Urgency & Top of Mind
The urgency scale
Every item has an urgency from 1 to 5. The AI scores items from streams
automatically; you can press ! on a selected item to cycle it manually.
- 1 — Irrelevant. Things you almost certainly won’t act on. Marketing email, automated notifications, FYI mentions, “someone else handled it” updates. With the Holding Area on, these get tucked away for batch review instead of cluttering your loop.
- 2 — Low. Routine, non-blocking. A receipt to file, a meeting invite for next month, a comment that doesn’t need a reply.
- 3 — Medium. The default. Deserves attention soon but isn’t on fire. Most real work lives here.
- 4 — Important. Time-sensitive, or someone is actively waiting on you.
- 5 — Urgent. Drop everything. A real emergency, a hard deadline today. Triggers a push notification by default.

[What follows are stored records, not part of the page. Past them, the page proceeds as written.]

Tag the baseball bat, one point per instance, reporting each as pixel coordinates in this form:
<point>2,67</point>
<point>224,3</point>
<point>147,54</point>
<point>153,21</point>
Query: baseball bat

Stream-generated items default low. The AI is instructed to err lower, not higher — “someone wants your attention” is not urgency.
Push notifications are configurable per stream (see Streams → Notifications per stream). For summarizer streams (Gmail, GitHub, Linear) you can lower the bar — e.g. notify any time the AI rates an item 3+ — or raise it to “5 only” for noisy sources. Items without a stream (manual notes, lookbacks) keep the default 5 threshold.
Visual urgency
Each level has its own color so you can scan the loop at a glance:
| Urgency | Color |
|---|---|
| 5 | red |
| 4 | yellow |
| 3 | gray (default) |
| 2 | subtle blue |
| 1 | dim gray |
Urgency is also what pushes items through the “hidden stream” filter: hidden streams only surface items at urgency 4+.
Urgency ramp
If an item with a due date sits in the loop as that date approaches, Loopr ramps its urgency up automatically. This is the drift signal: things you keep ignoring become harder to ignore. Reset by completing, snoozing, or acting on it.
Top of Mind
Some items you don’t want in the loop at all — you want them pinned. Press
t on a selected item to toggle it to top of mind.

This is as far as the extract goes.